Una lunga serie di memorie, dal Cinquecento agli inizi del Novecento, dell’Archivio Storico Comunale documentano questa “innata” passione dei savinesi: nell’agosto 1565 furono sostenute delle spese per costruire “una tettoia da giocar la palla”, il 17 agosto di dieci anni dopo, l’assegnazione di una caccia (punto) nel corso di una partita provocò una serie di incidenti tra gli spettatori che ebbero uno strascico giudiziario.

Per secoli, la piazza principale (Jalta) e la ruga maestra, in mancanza di altri spazi capaci per l’esercizio del gioco, furono gravate dalla servitù del pallone che si integrò nel tessuto urbanistico condizionando i ritmi e le abitudini della popolazione, nonostante le denunce di abati e di badesse” per il troppo libero parlare dei giocatori”, le proibizioni “ di qualunque gioco e rumore”, le minacce “ di cattura, carcere, ed arbitrio rigorosi”, i pericoli “ per quelli che continovamente dovevano passare e ripassare” e i contrasti per “le giornaliere…questioni…fra i giuocatori e i commercianti”.

Nel settembre 1789, i giocatori, stanchi di tante diatribe e preoccupati per i continui rischi in cui loro stessi andavano incontro per la caduta di tegole ed embrici dai tetti, sollecitarono la Municipalità a trovare “un altro luogo dove svolgere l’onesto divertimento” ricordando, anche, gli ultimi gravi incidenti causati durante le partite: Francesca Cerboni, urtata e gettata a terra da un giocatore aveva subito la frattura di un braccio; Luigi Bellucci, nell’attraversare la piazza, aveva ricevuto un colpo di bracciale sul capo che gli aveva causato tre ferite; il figlio di Luigi del Bianco urtato alla fronte da un bracciale “fu gran sorte, nella sua tenera età, che non rimanesse nel colpo”.

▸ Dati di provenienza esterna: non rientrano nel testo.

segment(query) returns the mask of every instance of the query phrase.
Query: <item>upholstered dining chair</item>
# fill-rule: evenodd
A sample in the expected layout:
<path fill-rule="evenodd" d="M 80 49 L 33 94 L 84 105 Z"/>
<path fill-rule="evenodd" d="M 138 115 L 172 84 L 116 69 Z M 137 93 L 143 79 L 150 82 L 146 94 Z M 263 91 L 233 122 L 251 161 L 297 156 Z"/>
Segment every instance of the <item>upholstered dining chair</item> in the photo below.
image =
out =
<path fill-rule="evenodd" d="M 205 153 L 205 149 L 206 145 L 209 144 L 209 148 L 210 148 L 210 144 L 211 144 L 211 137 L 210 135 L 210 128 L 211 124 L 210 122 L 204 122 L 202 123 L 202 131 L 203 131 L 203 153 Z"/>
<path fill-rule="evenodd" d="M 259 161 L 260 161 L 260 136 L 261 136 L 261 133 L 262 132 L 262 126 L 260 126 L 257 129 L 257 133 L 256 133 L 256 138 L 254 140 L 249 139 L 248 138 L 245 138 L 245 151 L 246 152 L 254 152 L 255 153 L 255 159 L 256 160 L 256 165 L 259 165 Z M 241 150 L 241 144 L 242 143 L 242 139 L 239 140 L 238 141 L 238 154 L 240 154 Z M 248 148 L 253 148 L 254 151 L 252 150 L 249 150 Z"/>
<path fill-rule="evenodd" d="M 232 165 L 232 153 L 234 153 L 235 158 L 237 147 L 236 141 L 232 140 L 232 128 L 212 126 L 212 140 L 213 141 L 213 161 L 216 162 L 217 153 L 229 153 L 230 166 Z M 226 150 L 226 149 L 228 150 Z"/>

L’appello non andò perduto. Il 30 maggio dell’anno seguente fu inaugurato, con una partita fra due squadre di dilettanti locali, l’impianto del gioco del pallone situato lungo le mura castellane fuori porta San Giovanni. La possibilità di poter usufruire di un’arena per il pallone fece crescere in numero e in qualità i giocatori, alcuni dei quali, di elevato talento, divennero celebri ed acclamati professionisti. Tra i più noti ricordiamo: Agostino ed Augusto Frullani e Dante Ulivi, immortalati dallo scrittore Edmondo De Amicis nel libro “Gli azzurri e i rossi”.

Oltre a questi grandi che toccheranno i vertici del successo in ogni parte d’Italia, furono rinomati anche i maestri artigiani locali capaci di costruire attrezzi da gioco insuperabili. I bracciali di Raffaello Petrazzini, di Antonio Romanelli e figli, di Nello Giannoni e i palloni dei fratelli Iacomoni, di Pietro Tosi, di Giovanni Masini e di Gino Cheli rappresentarono il meglio della produzione nazionale.

Dopo tanta gloria, la decadenza che culminò con la distruzione dell’antico sferisterio nel corso degli anni Sessanta del Novecento.